En effectuant une simple recherche à partir de l’image de la jeune femme blonde, on se rend compte qu’elle se retrouve sur des dizaines de sites, généralement nommée Helen Hasman donc, et souvent présentée dans les sites anglophones comme une journaliste de Woman’s Health, au grand dam de ce véritable magazine.
Je n’ai pas trouvé la véritable identité de la jeune femme blonde, mais avant elle, en 2010, le même genre de sites avait fait de Mélissa Theuriau l’égérie de pilules minceur à base de baie d’açai à l’insu de son plein gré.

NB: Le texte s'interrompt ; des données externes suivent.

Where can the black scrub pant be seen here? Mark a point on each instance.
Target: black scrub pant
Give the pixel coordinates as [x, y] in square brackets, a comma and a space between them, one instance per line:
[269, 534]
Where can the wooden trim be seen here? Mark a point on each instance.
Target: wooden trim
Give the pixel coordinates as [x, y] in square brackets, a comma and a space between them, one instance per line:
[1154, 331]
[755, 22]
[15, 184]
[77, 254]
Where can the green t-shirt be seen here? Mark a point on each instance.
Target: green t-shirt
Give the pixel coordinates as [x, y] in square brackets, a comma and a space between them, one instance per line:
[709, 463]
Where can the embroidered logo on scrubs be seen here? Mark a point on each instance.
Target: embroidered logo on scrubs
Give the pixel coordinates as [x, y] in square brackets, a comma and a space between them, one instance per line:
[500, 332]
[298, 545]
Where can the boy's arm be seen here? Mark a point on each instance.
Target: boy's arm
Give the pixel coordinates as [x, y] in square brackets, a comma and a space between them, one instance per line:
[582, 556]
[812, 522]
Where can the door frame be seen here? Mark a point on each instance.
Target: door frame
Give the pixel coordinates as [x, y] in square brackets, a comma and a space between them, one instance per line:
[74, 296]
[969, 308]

Le faux site d’information est là pour vous mettre en confiance, d’où la «journaliste», les logos de médias français et internationaux, tous les différents formats sur la page, les faux commentaires, etc.
L’affaire est également rentable parce que les sites ne coûtent pas cher à construire: ils reprennent tous la même architecture, le même genre de témoignage, se contentant de changer de «journaliste» et / ou de noms de produit (on prend ainsi comme exemple «Mitoslim» et «NuovoCleanse», mais on trouve aussi «Idrotherapy», «Essence of Argan», «Nidora», etc).
Les sites sont généralement créés par un programme d’affiliation, c’est-à-dire pas directement les créateurs du produit minceur, mais un intermédiaire qui gagnera de l’argent quand vous achetez un produit en étant passé par ce faux site d’info.
D’où le fait que n’importe quel lien cliquable, y compris ceux censés vous renvoyer vers une autre rubrique du site, vous amène sur un troisième site, marchand, où acheter les fameuses pilules.
Etape 3: les sites marchands
FAITES-VITES!, vous crient les sites marchands, profitez de cette offre EXCLUSIVE ET TEMPORAIRE!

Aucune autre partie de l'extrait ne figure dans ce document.